La metalistería japonesa es asombrosa y esta pieza con sus detalles y antiguedad vaya a saber uno, que camino recorrió hasta llegar a mis manos ha tenído un camino duro a juzgar por sus huellas.

Podes disfrutala en las siguientes fotos y para que tengas más idea es de un gran diámetro: 31 cm y en su peso se nota lo que habrá costado realizar esta pieza hecha a mano con aplicaciones en cobre, pesa más de un kilo concretamente 1.480 grs.














Se llegó a la cima de la habilidad y el arte en la metalurgia japonesa en la producción de espadas, estatuas budistas de bronce, campanas del templo y echó teteras de hierro para la ceremonia del té. Sin embargo, un alto grado de refinamiento también se alcanzó en relieve, paliza, grabado, incrustaciones de metal y enchapado de artículos utilitarios y ornamentales, utilizando dichos metales no preciosos como hierro, acero, cobre y estaño, y los metales preciosos oro y plata. 

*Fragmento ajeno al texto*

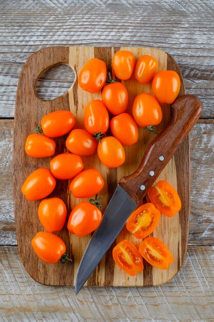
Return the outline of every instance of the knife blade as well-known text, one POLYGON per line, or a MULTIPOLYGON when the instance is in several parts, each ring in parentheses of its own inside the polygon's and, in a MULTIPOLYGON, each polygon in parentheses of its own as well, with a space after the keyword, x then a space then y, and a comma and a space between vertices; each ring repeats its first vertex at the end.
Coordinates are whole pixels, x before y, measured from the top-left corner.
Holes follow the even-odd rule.
POLYGON ((110 248, 137 206, 128 193, 118 185, 82 259, 76 274, 76 294, 110 248), (116 211, 115 205, 118 206, 116 211), (87 270, 85 269, 86 266, 88 269, 87 270))
POLYGON ((202 110, 201 101, 193 95, 184 95, 177 99, 171 105, 169 124, 150 144, 135 172, 119 181, 102 222, 82 258, 76 277, 76 294, 199 118, 202 110))

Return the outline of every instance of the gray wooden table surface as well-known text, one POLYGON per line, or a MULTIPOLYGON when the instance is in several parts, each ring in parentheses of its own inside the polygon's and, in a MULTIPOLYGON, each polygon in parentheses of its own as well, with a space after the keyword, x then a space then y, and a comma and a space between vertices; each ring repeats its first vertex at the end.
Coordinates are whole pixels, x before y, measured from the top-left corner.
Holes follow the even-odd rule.
MULTIPOLYGON (((69 67, 38 81, 53 98, 69 67)), ((214 2, 179 0, 0 0, 0 321, 214 321, 214 2), (16 90, 27 59, 54 45, 152 46, 178 63, 187 92, 204 103, 191 132, 191 217, 179 273, 151 288, 73 288, 35 282, 17 250, 12 137, 16 90)))

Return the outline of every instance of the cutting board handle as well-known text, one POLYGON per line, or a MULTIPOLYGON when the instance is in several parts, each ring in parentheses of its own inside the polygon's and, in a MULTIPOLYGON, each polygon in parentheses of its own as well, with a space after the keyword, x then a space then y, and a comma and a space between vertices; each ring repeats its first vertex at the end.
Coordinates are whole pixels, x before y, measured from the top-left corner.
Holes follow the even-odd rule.
MULTIPOLYGON (((44 101, 38 97, 35 92, 37 80, 50 67, 60 64, 68 64, 69 55, 68 47, 48 47, 36 51, 28 58, 23 67, 19 80, 19 91, 27 93, 29 101, 32 97, 36 101, 44 101), (21 84, 24 84, 25 88, 20 88, 21 84)), ((57 104, 59 98, 53 101, 57 104)))
POLYGON ((169 124, 150 144, 135 172, 119 182, 136 203, 146 195, 199 118, 202 110, 202 102, 193 95, 181 96, 171 105, 169 124))

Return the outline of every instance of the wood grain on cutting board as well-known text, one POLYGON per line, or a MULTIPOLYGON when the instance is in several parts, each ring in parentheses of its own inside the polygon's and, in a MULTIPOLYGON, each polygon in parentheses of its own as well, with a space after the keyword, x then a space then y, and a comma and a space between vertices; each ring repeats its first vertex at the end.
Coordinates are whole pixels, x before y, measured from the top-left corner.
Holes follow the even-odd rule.
MULTIPOLYGON (((78 86, 77 81, 67 93, 53 101, 42 101, 35 94, 35 85, 44 71, 53 65, 69 64, 73 68, 76 76, 84 64, 94 57, 106 61, 108 71, 111 70, 113 55, 119 49, 131 50, 138 58, 145 53, 155 57, 159 62, 159 69, 180 71, 174 61, 167 53, 152 48, 119 47, 56 47, 44 48, 31 56, 24 65, 20 76, 17 91, 13 137, 13 177, 15 224, 17 244, 22 260, 29 274, 36 280, 50 285, 74 285, 75 277, 82 255, 91 237, 90 235, 78 238, 69 234, 66 225, 57 233, 65 242, 67 250, 73 259, 72 263, 50 264, 42 262, 34 254, 31 240, 38 231, 44 230, 37 215, 39 201, 29 202, 21 192, 21 186, 27 176, 39 167, 49 168, 51 158, 36 159, 25 154, 24 146, 27 136, 40 123, 42 117, 57 110, 70 110, 76 119, 75 128, 83 127, 84 108, 92 99, 101 98, 101 94, 91 94, 78 86)), ((113 75, 114 76, 114 75, 113 75)), ((185 94, 183 78, 180 74, 181 87, 180 95, 185 94)), ((123 81, 129 95, 128 111, 131 113, 135 96, 142 92, 151 92, 150 84, 141 85, 134 78, 123 81)), ((170 106, 162 104, 163 119, 157 127, 158 132, 168 123, 170 118, 170 106)), ((85 168, 95 167, 102 174, 106 184, 99 195, 103 196, 104 209, 106 207, 121 177, 132 173, 139 166, 142 156, 154 137, 154 134, 140 129, 139 140, 130 147, 125 147, 126 161, 118 169, 107 169, 102 165, 96 154, 83 157, 85 168)), ((58 138, 56 154, 66 151, 66 136, 58 138)), ((165 180, 178 189, 183 207, 174 217, 162 216, 153 236, 161 239, 172 253, 174 261, 167 271, 152 267, 145 263, 143 272, 136 276, 126 274, 114 265, 111 252, 112 247, 125 238, 138 246, 137 240, 124 228, 113 245, 92 273, 88 285, 151 285, 164 283, 171 278, 181 267, 187 243, 189 208, 189 153, 188 138, 182 144, 174 157, 163 170, 159 178, 165 180)), ((83 200, 75 199, 68 189, 67 181, 57 181, 55 190, 50 196, 59 196, 67 204, 68 214, 74 206, 83 200)))

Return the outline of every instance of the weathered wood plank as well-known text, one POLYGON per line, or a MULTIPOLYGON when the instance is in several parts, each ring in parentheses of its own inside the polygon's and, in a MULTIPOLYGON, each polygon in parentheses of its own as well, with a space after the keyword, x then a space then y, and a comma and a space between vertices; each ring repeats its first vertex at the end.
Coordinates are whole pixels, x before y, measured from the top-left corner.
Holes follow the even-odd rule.
POLYGON ((1 320, 75 322, 213 321, 212 246, 189 246, 181 270, 148 288, 47 287, 35 282, 16 246, 0 247, 1 320))
MULTIPOLYGON (((0 120, 0 244, 15 245, 12 193, 13 120, 0 120)), ((191 208, 189 244, 214 244, 214 120, 201 120, 190 132, 191 208)))
MULTIPOLYGON (((214 3, 209 0, 0 3, 0 116, 13 117, 21 69, 27 59, 51 45, 151 46, 178 63, 187 93, 204 104, 202 116, 214 117, 214 3), (16 5, 17 4, 17 5, 16 5)), ((54 77, 43 82, 51 97, 68 86, 54 77), (61 86, 62 85, 62 86, 61 86)))

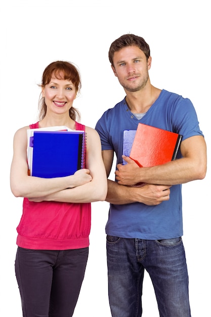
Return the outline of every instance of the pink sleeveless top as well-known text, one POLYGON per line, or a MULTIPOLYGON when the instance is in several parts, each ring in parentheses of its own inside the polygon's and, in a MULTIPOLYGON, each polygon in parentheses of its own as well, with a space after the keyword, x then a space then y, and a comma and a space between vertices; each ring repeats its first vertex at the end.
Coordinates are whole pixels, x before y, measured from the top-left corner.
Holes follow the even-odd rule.
MULTIPOLYGON (((85 131, 85 126, 75 123, 76 130, 85 131)), ((38 128, 38 122, 30 128, 38 128)), ((36 250, 86 248, 89 245, 91 222, 90 203, 34 203, 24 198, 23 214, 17 228, 17 244, 36 250)))

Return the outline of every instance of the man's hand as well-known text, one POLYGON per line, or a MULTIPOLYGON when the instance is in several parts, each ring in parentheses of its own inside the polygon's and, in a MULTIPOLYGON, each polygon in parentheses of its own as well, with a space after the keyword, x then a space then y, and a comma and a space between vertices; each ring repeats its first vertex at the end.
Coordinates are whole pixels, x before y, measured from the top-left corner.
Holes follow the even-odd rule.
POLYGON ((135 200, 148 206, 159 205, 170 198, 170 185, 146 184, 142 187, 136 187, 135 200))
POLYGON ((122 158, 128 163, 125 165, 118 164, 117 170, 115 171, 116 179, 120 185, 133 186, 141 181, 138 179, 138 172, 140 168, 133 160, 129 156, 122 155, 122 158))

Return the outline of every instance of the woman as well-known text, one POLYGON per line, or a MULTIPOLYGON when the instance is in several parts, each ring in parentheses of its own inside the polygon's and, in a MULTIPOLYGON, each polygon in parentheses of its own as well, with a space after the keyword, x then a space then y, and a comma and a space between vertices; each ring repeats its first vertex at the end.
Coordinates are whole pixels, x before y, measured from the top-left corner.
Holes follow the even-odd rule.
POLYGON ((39 121, 18 130, 14 139, 11 187, 24 197, 15 271, 24 316, 67 317, 73 315, 84 277, 91 203, 105 200, 107 178, 98 133, 76 121, 73 102, 81 87, 76 67, 52 63, 40 86, 39 121), (86 168, 63 177, 28 176, 27 130, 60 126, 85 131, 86 168))

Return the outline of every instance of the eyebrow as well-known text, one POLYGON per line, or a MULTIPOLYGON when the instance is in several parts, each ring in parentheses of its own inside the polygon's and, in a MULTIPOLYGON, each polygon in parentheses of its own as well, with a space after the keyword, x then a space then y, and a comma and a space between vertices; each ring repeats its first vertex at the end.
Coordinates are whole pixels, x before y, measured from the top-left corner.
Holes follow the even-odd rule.
MULTIPOLYGON (((54 82, 50 82, 49 84, 49 85, 58 85, 58 82, 57 83, 55 83, 54 82)), ((72 83, 70 83, 69 84, 67 84, 67 85, 65 85, 65 86, 67 87, 67 86, 74 86, 74 85, 72 83)))
MULTIPOLYGON (((133 58, 132 60, 136 61, 137 59, 143 59, 143 57, 142 56, 137 56, 137 57, 135 57, 134 58, 133 58)), ((124 60, 120 60, 120 61, 118 61, 117 62, 116 62, 117 64, 121 64, 122 63, 125 63, 125 61, 124 60)))

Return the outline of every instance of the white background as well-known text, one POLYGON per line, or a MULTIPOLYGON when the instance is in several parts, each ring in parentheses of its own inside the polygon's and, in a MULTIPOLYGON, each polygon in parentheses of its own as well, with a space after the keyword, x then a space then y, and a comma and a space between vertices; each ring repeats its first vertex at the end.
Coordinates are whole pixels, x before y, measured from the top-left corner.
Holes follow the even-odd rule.
MULTIPOLYGON (((208 147, 206 178, 183 185, 183 241, 192 317, 210 314, 210 11, 201 0, 7 0, 0 11, 0 314, 22 316, 15 272, 16 227, 22 199, 12 194, 10 168, 15 131, 37 120, 41 76, 60 59, 73 62, 82 77, 74 105, 81 122, 94 128, 107 108, 124 97, 108 58, 111 43, 130 32, 143 36, 152 58, 153 86, 188 97, 198 114, 208 147)), ((109 205, 92 205, 90 256, 74 317, 110 316, 107 296, 105 225, 109 205)), ((143 317, 157 317, 147 273, 143 317)), ((119 316, 120 317, 120 316, 119 316)), ((182 317, 182 316, 181 316, 182 317)))

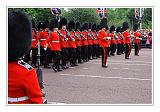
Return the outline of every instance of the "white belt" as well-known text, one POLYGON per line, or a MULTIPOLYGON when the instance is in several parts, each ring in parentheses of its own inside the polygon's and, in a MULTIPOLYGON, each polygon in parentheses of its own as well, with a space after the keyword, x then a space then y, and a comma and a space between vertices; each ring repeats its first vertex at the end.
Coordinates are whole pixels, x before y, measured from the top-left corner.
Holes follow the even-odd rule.
POLYGON ((46 39, 41 39, 41 40, 46 40, 46 39))
POLYGON ((8 102, 20 102, 20 101, 25 101, 25 100, 28 100, 28 99, 29 98, 27 96, 19 97, 19 98, 8 97, 8 102))
POLYGON ((52 42, 59 42, 59 41, 52 41, 52 42))

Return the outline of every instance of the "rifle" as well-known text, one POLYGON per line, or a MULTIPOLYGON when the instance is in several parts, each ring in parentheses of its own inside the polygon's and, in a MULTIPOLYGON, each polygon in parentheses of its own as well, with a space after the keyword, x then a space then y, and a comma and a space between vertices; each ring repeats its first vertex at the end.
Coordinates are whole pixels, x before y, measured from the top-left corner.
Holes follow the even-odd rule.
POLYGON ((63 35, 61 32, 59 32, 58 30, 57 30, 57 33, 58 33, 59 36, 64 37, 65 41, 68 40, 68 38, 65 35, 63 35))
POLYGON ((37 64, 38 64, 38 68, 36 69, 36 73, 37 73, 37 77, 38 77, 38 83, 39 86, 41 88, 42 94, 43 94, 43 103, 47 104, 47 100, 45 99, 45 91, 43 90, 44 86, 43 86, 43 73, 42 73, 42 69, 40 68, 40 42, 38 41, 38 55, 37 55, 37 64))

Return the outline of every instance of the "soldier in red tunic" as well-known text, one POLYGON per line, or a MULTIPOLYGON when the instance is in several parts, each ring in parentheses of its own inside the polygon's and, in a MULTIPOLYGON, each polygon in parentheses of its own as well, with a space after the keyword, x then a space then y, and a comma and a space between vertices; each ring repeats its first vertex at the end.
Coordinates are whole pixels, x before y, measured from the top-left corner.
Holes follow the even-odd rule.
POLYGON ((100 28, 101 30, 98 33, 99 36, 99 45, 102 50, 102 67, 107 68, 106 61, 107 61, 107 47, 108 41, 110 38, 107 36, 106 33, 106 27, 107 27, 107 19, 103 18, 100 22, 100 28))
POLYGON ((129 55, 131 53, 131 41, 130 41, 130 33, 129 33, 129 25, 127 22, 123 22, 123 39, 125 43, 125 59, 129 59, 129 55))
POLYGON ((52 66, 54 71, 62 71, 60 68, 60 60, 61 60, 61 47, 60 47, 60 39, 57 33, 58 31, 58 20, 53 19, 50 22, 50 35, 49 40, 51 43, 51 54, 52 59, 54 59, 54 64, 52 66))
POLYGON ((76 63, 76 37, 75 37, 75 22, 69 21, 68 23, 67 37, 68 37, 68 45, 69 45, 69 53, 70 53, 70 65, 78 66, 76 63))
POLYGON ((93 35, 93 59, 98 58, 98 34, 96 32, 97 25, 92 25, 92 35, 93 35))
POLYGON ((81 36, 82 36, 82 59, 83 62, 87 62, 88 61, 88 40, 87 40, 87 32, 88 30, 88 23, 84 23, 82 25, 82 32, 81 32, 81 36))
POLYGON ((81 37, 81 24, 79 22, 76 23, 76 31, 75 31, 75 36, 76 36, 76 60, 78 60, 78 63, 82 63, 82 37, 81 37))
POLYGON ((8 103, 42 104, 37 74, 21 58, 31 47, 31 22, 20 11, 8 14, 8 103), (16 27, 16 28, 15 28, 16 27))
POLYGON ((135 56, 139 56, 139 50, 140 50, 140 40, 141 40, 141 34, 138 32, 138 25, 134 24, 133 26, 134 31, 134 46, 135 46, 135 56))
POLYGON ((111 37, 111 44, 110 44, 110 48, 111 48, 111 55, 114 56, 115 55, 115 51, 116 51, 116 38, 115 38, 115 26, 112 25, 110 27, 110 34, 109 36, 111 37))
POLYGON ((87 40, 88 40, 88 60, 92 60, 93 58, 93 34, 91 31, 92 24, 89 23, 88 27, 88 34, 87 34, 87 40))
POLYGON ((117 27, 116 29, 116 35, 117 35, 117 55, 121 55, 121 51, 122 51, 122 35, 121 35, 121 27, 117 27))
POLYGON ((41 64, 44 65, 44 68, 51 68, 49 66, 49 44, 48 44, 48 37, 49 37, 49 21, 39 22, 37 25, 39 32, 37 40, 40 41, 40 50, 41 50, 41 64))
POLYGON ((62 68, 66 69, 69 68, 67 66, 67 61, 69 60, 69 52, 68 52, 68 37, 66 35, 66 25, 67 25, 67 19, 62 18, 60 20, 60 30, 58 31, 60 36, 60 46, 61 46, 61 56, 62 56, 62 68))

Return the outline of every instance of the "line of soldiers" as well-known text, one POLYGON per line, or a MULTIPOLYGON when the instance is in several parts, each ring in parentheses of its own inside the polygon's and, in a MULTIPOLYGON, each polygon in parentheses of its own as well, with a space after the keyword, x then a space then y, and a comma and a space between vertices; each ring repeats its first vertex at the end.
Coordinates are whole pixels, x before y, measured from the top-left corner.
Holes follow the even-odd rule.
MULTIPOLYGON (((37 43, 40 42, 41 65, 54 71, 62 71, 70 66, 78 66, 79 63, 100 58, 102 55, 102 67, 106 66, 107 57, 125 53, 125 59, 129 59, 131 52, 130 37, 134 36, 136 51, 139 52, 138 25, 134 26, 134 35, 129 34, 129 26, 124 22, 121 27, 107 26, 107 19, 103 18, 100 25, 69 21, 62 18, 60 22, 56 19, 32 22, 32 66, 36 66, 37 43), (68 23, 68 24, 67 24, 68 23), (104 38, 105 37, 105 38, 104 38)), ((30 52, 24 57, 28 62, 30 52)))

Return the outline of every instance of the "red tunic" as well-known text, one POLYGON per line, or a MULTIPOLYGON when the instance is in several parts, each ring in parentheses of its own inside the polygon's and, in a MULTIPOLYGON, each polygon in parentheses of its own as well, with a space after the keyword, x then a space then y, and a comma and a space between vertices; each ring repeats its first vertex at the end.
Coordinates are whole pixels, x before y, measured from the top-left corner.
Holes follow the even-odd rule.
POLYGON ((92 35, 91 35, 91 33, 92 32, 88 32, 88 34, 87 34, 87 40, 88 40, 88 45, 93 45, 93 37, 91 37, 92 35))
POLYGON ((110 33, 109 36, 111 37, 111 44, 116 44, 116 41, 114 39, 114 34, 110 33))
POLYGON ((108 41, 107 40, 104 40, 103 38, 104 37, 107 37, 107 33, 105 31, 99 31, 98 32, 98 36, 99 36, 99 46, 100 47, 108 47, 108 41))
MULTIPOLYGON (((63 34, 64 36, 66 36, 66 31, 65 30, 60 30, 59 31, 61 34, 63 34)), ((68 48, 68 41, 65 40, 64 36, 60 36, 60 45, 61 48, 68 48)))
POLYGON ((49 35, 49 40, 51 43, 51 50, 52 51, 60 51, 61 50, 58 33, 51 32, 49 35))
POLYGON ((124 31, 122 33, 123 37, 124 37, 124 43, 125 44, 129 44, 130 43, 130 34, 128 31, 124 31))
POLYGON ((75 33, 78 36, 78 38, 76 38, 76 46, 82 46, 82 38, 80 36, 80 32, 76 31, 75 33))
POLYGON ((82 45, 88 45, 87 32, 82 31, 82 35, 84 36, 84 38, 82 37, 82 45))
POLYGON ((118 36, 117 44, 121 44, 122 43, 122 37, 121 37, 120 33, 117 33, 117 36, 118 36))
POLYGON ((141 34, 139 32, 134 32, 134 43, 139 43, 139 37, 141 34))
POLYGON ((37 40, 40 41, 40 46, 42 46, 44 48, 48 42, 48 33, 45 31, 38 32, 37 40))
POLYGON ((8 103, 43 103, 42 92, 38 84, 37 74, 34 68, 23 61, 8 63, 8 103), (27 98, 21 101, 13 100, 20 97, 27 98))
POLYGON ((76 41, 75 41, 75 36, 74 36, 74 32, 71 31, 70 32, 70 37, 68 37, 68 45, 69 48, 76 48, 76 41))
POLYGON ((97 34, 96 32, 92 32, 94 38, 93 38, 93 44, 98 44, 98 37, 97 37, 97 34))
POLYGON ((37 45, 37 39, 36 39, 36 33, 34 31, 32 31, 32 45, 31 48, 36 48, 37 45))

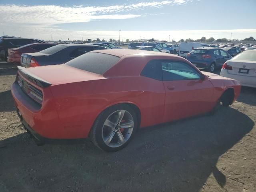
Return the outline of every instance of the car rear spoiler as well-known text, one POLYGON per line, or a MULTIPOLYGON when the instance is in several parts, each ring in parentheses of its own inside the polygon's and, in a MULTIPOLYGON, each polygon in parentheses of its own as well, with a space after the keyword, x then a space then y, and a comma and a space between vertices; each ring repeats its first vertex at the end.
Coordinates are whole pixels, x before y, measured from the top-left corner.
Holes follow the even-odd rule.
POLYGON ((17 67, 19 72, 20 72, 22 75, 31 82, 32 82, 40 87, 46 88, 52 85, 51 83, 33 74, 25 68, 20 66, 18 66, 17 67))

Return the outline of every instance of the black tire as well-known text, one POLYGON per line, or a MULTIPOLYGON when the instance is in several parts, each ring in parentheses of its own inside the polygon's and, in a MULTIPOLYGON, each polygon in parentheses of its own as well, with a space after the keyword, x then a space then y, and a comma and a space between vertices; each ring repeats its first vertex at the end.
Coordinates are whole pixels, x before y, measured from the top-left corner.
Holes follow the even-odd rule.
POLYGON ((4 50, 2 50, 0 52, 0 56, 2 60, 7 61, 7 54, 4 50))
POLYGON ((130 142, 138 128, 138 116, 132 108, 126 104, 120 104, 110 107, 103 111, 97 118, 92 128, 90 137, 92 142, 102 150, 108 152, 115 152, 125 147, 130 142), (107 118, 113 113, 118 110, 125 110, 132 115, 134 125, 131 136, 126 142, 117 147, 110 147, 106 144, 102 138, 103 125, 107 118))
POLYGON ((215 65, 215 63, 214 62, 212 63, 210 65, 210 66, 208 68, 208 71, 212 73, 212 72, 214 71, 214 70, 215 70, 216 66, 215 65))
POLYGON ((220 102, 222 106, 228 107, 232 104, 234 98, 234 90, 229 88, 223 93, 220 99, 220 102))

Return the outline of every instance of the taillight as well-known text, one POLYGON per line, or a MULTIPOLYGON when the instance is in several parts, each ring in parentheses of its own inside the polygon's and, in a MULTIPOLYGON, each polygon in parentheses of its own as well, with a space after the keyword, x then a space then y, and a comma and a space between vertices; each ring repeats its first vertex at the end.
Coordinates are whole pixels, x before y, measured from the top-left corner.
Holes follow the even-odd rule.
POLYGON ((202 57, 204 58, 211 58, 212 56, 211 56, 211 55, 202 55, 202 57))
POLYGON ((38 67, 38 66, 40 66, 39 64, 36 61, 35 59, 32 58, 31 59, 31 60, 30 61, 30 67, 38 67))
POLYGON ((11 54, 17 54, 19 53, 20 53, 20 51, 18 50, 14 50, 13 49, 8 50, 8 54, 9 55, 11 54))
POLYGON ((228 65, 227 63, 225 63, 223 65, 222 65, 222 69, 226 69, 227 70, 233 70, 232 66, 228 65))

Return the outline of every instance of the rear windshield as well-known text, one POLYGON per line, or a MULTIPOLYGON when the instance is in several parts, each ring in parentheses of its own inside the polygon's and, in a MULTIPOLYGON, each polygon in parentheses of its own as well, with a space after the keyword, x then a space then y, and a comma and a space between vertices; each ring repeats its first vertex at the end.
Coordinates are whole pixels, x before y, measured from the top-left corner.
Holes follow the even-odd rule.
POLYGON ((136 47, 137 46, 140 46, 142 43, 132 43, 130 46, 131 47, 136 47))
POLYGON ((88 52, 67 62, 65 64, 76 68, 102 75, 119 60, 113 55, 88 52))
POLYGON ((190 53, 205 53, 207 51, 205 49, 194 49, 191 51, 190 53))
POLYGON ((44 50, 43 50, 42 51, 40 51, 39 52, 51 55, 56 53, 58 51, 60 51, 60 50, 62 50, 66 47, 67 46, 65 46, 64 45, 57 45, 55 46, 54 46, 53 47, 45 49, 44 50))
POLYGON ((246 61, 256 61, 256 52, 245 51, 242 52, 235 56, 232 60, 246 60, 246 61))

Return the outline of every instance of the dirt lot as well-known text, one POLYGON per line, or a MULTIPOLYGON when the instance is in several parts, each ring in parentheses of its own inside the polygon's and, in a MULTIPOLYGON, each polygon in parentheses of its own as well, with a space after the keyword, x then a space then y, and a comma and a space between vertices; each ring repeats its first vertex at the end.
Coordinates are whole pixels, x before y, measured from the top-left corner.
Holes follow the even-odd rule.
POLYGON ((89 140, 38 147, 19 122, 0 63, 0 191, 256 191, 256 89, 203 115, 140 130, 108 153, 89 140))

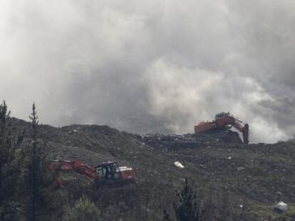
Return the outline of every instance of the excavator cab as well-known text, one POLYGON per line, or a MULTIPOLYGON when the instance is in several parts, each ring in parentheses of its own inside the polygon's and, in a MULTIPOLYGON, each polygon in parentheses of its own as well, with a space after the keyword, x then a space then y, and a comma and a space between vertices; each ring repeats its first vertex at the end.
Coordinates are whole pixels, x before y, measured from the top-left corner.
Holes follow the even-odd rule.
POLYGON ((116 183, 122 180, 120 168, 115 162, 108 162, 95 167, 96 184, 98 185, 116 183))

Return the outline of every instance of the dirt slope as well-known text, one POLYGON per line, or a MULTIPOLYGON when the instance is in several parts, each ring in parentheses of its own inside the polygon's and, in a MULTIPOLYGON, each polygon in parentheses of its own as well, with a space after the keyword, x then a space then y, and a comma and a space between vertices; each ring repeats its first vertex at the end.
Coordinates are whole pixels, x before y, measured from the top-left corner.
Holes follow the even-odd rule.
MULTIPOLYGON (((16 131, 29 126, 16 119, 12 123, 16 131)), ((290 208, 295 202, 294 143, 245 145, 232 131, 143 136, 97 125, 43 125, 41 137, 49 158, 79 159, 91 166, 115 161, 136 168, 143 188, 153 185, 172 194, 183 178, 190 178, 200 189, 227 190, 257 217, 275 215, 277 192, 290 208), (175 166, 176 161, 185 168, 175 166)), ((161 197, 159 203, 167 200, 161 197)))

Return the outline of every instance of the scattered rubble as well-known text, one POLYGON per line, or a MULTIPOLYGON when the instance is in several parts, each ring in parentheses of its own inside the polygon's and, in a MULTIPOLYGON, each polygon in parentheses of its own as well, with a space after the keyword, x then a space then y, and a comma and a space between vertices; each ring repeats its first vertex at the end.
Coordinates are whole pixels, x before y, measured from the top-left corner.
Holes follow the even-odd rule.
POLYGON ((185 166, 179 161, 174 162, 174 165, 180 168, 184 168, 185 166))
POLYGON ((276 211, 285 212, 288 210, 288 205, 283 201, 279 201, 274 207, 276 211))

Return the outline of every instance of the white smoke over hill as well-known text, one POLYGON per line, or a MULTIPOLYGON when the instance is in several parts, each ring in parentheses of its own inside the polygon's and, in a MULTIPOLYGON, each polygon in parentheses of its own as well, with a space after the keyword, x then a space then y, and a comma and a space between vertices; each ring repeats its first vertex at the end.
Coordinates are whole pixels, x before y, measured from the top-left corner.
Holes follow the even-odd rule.
POLYGON ((0 1, 0 95, 27 119, 191 132, 229 111, 252 141, 295 131, 295 2, 0 1))

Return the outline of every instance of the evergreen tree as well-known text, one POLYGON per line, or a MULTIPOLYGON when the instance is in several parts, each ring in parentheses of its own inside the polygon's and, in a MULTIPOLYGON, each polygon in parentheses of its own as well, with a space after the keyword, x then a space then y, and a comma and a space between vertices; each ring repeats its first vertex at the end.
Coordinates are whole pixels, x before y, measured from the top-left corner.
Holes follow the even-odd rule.
POLYGON ((24 133, 15 134, 9 123, 10 112, 5 101, 0 104, 0 220, 16 220, 21 199, 17 185, 21 173, 24 133))
POLYGON ((43 190, 48 188, 50 183, 47 170, 47 161, 39 139, 40 126, 36 105, 33 104, 32 113, 30 115, 31 122, 31 134, 27 147, 28 161, 28 190, 29 190, 29 220, 36 220, 37 205, 43 198, 43 190))
POLYGON ((204 220, 205 208, 197 201, 197 192, 194 190, 187 179, 182 189, 177 193, 178 202, 173 204, 176 219, 179 221, 204 220))

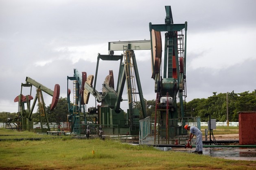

Técnicas de bronce y de hierro de trabajo por primera vez a Japón desde China en alrededor de 100 aC y se utilizaron para la producción de puntas de flecha, espadas, dagas, monedas, espejos, campanas y adornos. El más notable fueron las grandes campanas de bronce llamados Dotaku, utilizados principalmente con fines rituales. Tras el budismo fue introducido en Japón en el siglo sexto, el oro fue utilizado para el dorado de las imágenes budistas de bronce. Un ejemplo de esto fue el gran Buda (Daibutsu) de Nara, dedicada en 752. Desde el Heian a períodos Kamakura (794-1333), espadas y armaduras fueron los productos más destacados de los trabajadores metalúrgicos, sus obras maestras consideradas como obras de arte. Desde el período Muromachi (1333-1568), teteras de hierro usados ​​en la ceremonia del té alcanzaron altos estándares artísticos utilizando métodos de fundición únicas a Japón. Desde el período Azuchi-Momoyama (1568-1600), se necesitaban nuevas técnicas en metalurgia para la fabricación de armas y relojes de influencia europea. Doorpulls ornamentales (hikite) y las cubiertas de metal para ocultar las uñas (kugikakushi) también se puso de moda en las grandes casas de los señores provinciales. En el período Edo (1600-1868), con bonitos acabados artículos utilitarios para el sofisticado habitante urbano, tales como pequeñas calderas de hierro, accesorios de metal, objetos de cobre batido, platería, alfarería de estaño, y figuras escultóricas fueron producidos en grandes cantidades. Tsuba (guardias de espada) y otros accesorios de la espada de metal alcanzó un máximo desde el siglo 17 hasta el final del siglo 19. 

Además de grabado, incrustaciones de metal (zogan) se convirtió en una forma común de la decoración. 

Reparto de herrería, platería, paliza cobre, fundición de bronce, hoja de forja y las incrustaciones de metal todavía continuar con el apoyo de la legislación del gobierno para proteger a la artesanía tradicional.